Thamban Chandrika Nishad, Green Keith D, Houghton Jacob L, Garneau-Tsodikova Sylvie
Department of Pharmaceutical Sciences, University of Kentucky , Lexington, Kentucky 40536-0596, United States.
Department of Medicinal Chemistry and Life Sciences Institute, University of Michigan , Ann Arbor, Michigan 48109-2216, United States.
ACS Med Chem Lett. 2015 Sep 30;6(11):1134-9. doi: 10.1021/acsmedchemlett.5b00255. eCollection 2015 Nov 12.
Despite issues with oto/nephrotoxicity and bacterial resistance, aminoglycosides (AGs) remain an effective and widely used class of antibacterial agents. For decades now, efforts toward the development of novel AGs with potential to overcome some of these problems have been major research focuses. 1-N-Acylation, especially γ-amino-β-hydroxybutyrate (AHB) derivatization, has proven to be one of the most successful strategies for improving the overall properties of AGs, including their ability to avoid certain resistance mechanisms. More recently, 6'-N-acylation arose as another possible strategy to improve the properties of these drugs. In this study, we report on the glycinyl, carboxybenzyl, and AHB mono- and diderivatization at the 1-, 6'-, and/or 4‴-amines of the AGs amikacin, kanamycin A, netilmicin, sisomicin, and tobramycin. We also present the antibacterial activities and the reduced reactivity of AG-modifying enzymes (AMEs) toward these new AG derivatives, and identify the AMEs present in the bacterial strains tested.
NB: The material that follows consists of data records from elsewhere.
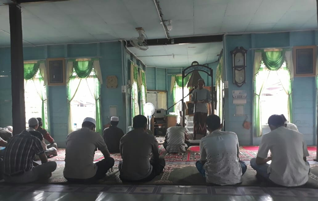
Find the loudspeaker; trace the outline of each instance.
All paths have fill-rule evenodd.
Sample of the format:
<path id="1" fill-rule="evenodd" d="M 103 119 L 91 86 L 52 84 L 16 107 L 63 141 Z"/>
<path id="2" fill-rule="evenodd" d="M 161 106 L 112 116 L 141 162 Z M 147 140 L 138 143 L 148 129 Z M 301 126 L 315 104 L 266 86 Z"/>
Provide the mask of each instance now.
<path id="1" fill-rule="evenodd" d="M 64 58 L 48 59 L 47 62 L 49 66 L 48 85 L 65 85 L 65 59 Z"/>

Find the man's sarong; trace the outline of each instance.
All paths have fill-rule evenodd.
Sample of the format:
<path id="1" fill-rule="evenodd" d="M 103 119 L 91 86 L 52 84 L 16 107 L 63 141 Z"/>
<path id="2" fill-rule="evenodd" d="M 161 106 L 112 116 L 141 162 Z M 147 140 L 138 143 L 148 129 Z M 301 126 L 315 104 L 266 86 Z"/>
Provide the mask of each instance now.
<path id="1" fill-rule="evenodd" d="M 193 134 L 206 135 L 206 112 L 196 112 L 193 118 Z"/>

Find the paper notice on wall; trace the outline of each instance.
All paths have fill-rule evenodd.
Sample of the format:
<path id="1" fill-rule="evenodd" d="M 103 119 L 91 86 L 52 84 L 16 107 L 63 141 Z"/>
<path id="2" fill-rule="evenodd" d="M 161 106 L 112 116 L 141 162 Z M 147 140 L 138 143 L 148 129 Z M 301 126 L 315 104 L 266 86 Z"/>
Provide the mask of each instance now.
<path id="1" fill-rule="evenodd" d="M 232 91 L 232 97 L 233 98 L 233 104 L 246 104 L 246 98 L 247 97 L 246 91 L 244 90 L 233 90 Z"/>
<path id="2" fill-rule="evenodd" d="M 147 92 L 147 103 L 151 103 L 155 106 L 155 109 L 157 109 L 156 92 Z"/>

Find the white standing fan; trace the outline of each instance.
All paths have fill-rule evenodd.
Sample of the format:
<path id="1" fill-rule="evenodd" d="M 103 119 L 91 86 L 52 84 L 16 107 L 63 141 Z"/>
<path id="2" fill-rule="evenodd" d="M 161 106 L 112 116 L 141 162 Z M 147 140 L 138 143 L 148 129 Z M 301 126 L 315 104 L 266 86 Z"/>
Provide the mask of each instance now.
<path id="1" fill-rule="evenodd" d="M 147 103 L 143 106 L 143 112 L 145 115 L 148 116 L 149 119 L 149 129 L 150 130 L 150 121 L 151 120 L 151 116 L 155 113 L 155 106 L 151 103 Z"/>

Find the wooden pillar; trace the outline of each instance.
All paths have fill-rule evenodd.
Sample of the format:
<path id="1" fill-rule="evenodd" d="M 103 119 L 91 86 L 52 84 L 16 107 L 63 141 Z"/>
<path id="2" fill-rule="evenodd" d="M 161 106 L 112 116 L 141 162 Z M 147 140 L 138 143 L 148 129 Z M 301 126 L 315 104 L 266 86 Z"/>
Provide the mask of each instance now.
<path id="1" fill-rule="evenodd" d="M 316 0 L 316 6 L 317 6 L 316 11 L 318 11 L 318 0 Z M 317 25 L 318 25 L 318 13 L 317 13 Z M 315 56 L 314 55 L 314 56 Z M 316 95 L 316 96 L 317 96 L 317 95 Z M 317 103 L 316 103 L 316 104 L 317 104 Z M 317 115 L 318 115 L 318 105 L 316 105 L 316 107 L 317 107 Z M 316 140 L 317 141 L 317 143 L 316 144 L 316 146 L 317 148 L 316 148 L 316 158 L 315 159 L 314 159 L 314 160 L 318 162 L 318 117 L 317 117 L 317 124 L 316 126 L 317 128 L 316 129 L 317 130 L 316 131 Z"/>
<path id="2" fill-rule="evenodd" d="M 21 8 L 9 5 L 11 41 L 11 91 L 13 135 L 25 129 L 25 106 L 24 99 L 23 50 Z"/>

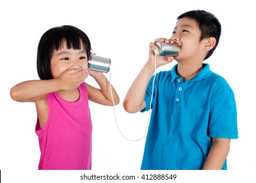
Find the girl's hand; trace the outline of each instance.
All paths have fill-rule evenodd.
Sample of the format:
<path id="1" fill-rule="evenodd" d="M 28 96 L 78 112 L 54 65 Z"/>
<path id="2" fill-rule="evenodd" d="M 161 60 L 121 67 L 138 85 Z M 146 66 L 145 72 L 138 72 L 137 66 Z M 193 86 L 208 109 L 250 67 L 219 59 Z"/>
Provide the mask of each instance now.
<path id="1" fill-rule="evenodd" d="M 97 78 L 97 77 L 100 77 L 101 75 L 103 75 L 103 73 L 102 72 L 93 71 L 90 68 L 89 68 L 88 70 L 89 70 L 89 75 L 92 77 L 93 77 L 94 78 Z"/>
<path id="2" fill-rule="evenodd" d="M 87 70 L 68 69 L 58 76 L 60 88 L 63 90 L 77 88 L 88 75 Z"/>

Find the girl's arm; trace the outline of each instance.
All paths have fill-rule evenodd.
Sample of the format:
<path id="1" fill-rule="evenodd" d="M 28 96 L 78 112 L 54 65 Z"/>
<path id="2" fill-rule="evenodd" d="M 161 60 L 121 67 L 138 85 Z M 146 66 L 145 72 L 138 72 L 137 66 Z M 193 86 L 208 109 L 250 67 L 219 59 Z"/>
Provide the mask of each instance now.
<path id="1" fill-rule="evenodd" d="M 221 170 L 229 152 L 230 143 L 230 139 L 213 138 L 203 170 Z"/>
<path id="2" fill-rule="evenodd" d="M 100 89 L 96 88 L 86 83 L 88 88 L 88 97 L 91 101 L 104 105 L 114 105 L 110 93 L 110 82 L 101 72 L 89 70 L 91 75 L 100 86 Z M 111 86 L 113 99 L 115 105 L 119 103 L 119 98 L 117 93 L 113 86 Z"/>
<path id="3" fill-rule="evenodd" d="M 11 97 L 19 102 L 35 102 L 47 93 L 77 88 L 87 76 L 87 71 L 69 69 L 56 78 L 25 81 L 11 88 Z"/>

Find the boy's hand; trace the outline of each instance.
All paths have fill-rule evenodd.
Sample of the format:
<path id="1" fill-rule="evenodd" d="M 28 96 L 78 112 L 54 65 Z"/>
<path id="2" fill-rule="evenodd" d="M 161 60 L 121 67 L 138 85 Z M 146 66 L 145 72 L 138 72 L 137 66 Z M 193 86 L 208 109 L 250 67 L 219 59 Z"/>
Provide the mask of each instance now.
<path id="1" fill-rule="evenodd" d="M 58 79 L 61 90 L 77 88 L 88 77 L 87 70 L 68 69 L 60 75 Z"/>
<path id="2" fill-rule="evenodd" d="M 169 42 L 169 40 L 165 38 L 159 38 L 155 39 L 154 42 L 164 42 L 166 43 Z M 153 49 L 157 49 L 158 47 L 153 42 L 150 43 L 150 50 L 149 50 L 149 55 L 148 55 L 148 62 L 150 65 L 154 67 L 155 65 L 155 54 L 154 53 Z M 168 57 L 168 56 L 156 56 L 156 67 L 158 67 L 161 65 L 166 65 L 174 60 L 173 57 Z"/>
尽管存在耳毒性/肾毒性以及细菌耐药性问题,但氨基糖苷类药物(AGs)仍然是一类有效的、广泛使用的抗菌剂。几十年来,开发具有克服其中一些问题潜力的新型AGs一直是主要的研究重点。1-N-酰化,尤其是γ-氨基-β-羟基丁酸(AHB)衍生化,已被证明是改善AGs整体性质(包括其避免某些耐药机制的能力)最成功的策略之一。最近,6'-N-酰化作为另一种改善这些药物性质的可能策略出现。在本研究中,我们报告了在AGs阿米卡星、卡那霉素A、奈替米星、西索米星和妥布霉素的1-、6'-和/或4''' -胺处进行甘氨酰基、羧苄基和AHB单衍生化及双衍生化的情况。我们还展示了这些新型AG衍生物的抗菌活性以及AG修饰酶(AMEs)对其降低的反应性,并鉴定了受试细菌菌株中存在的AMEs。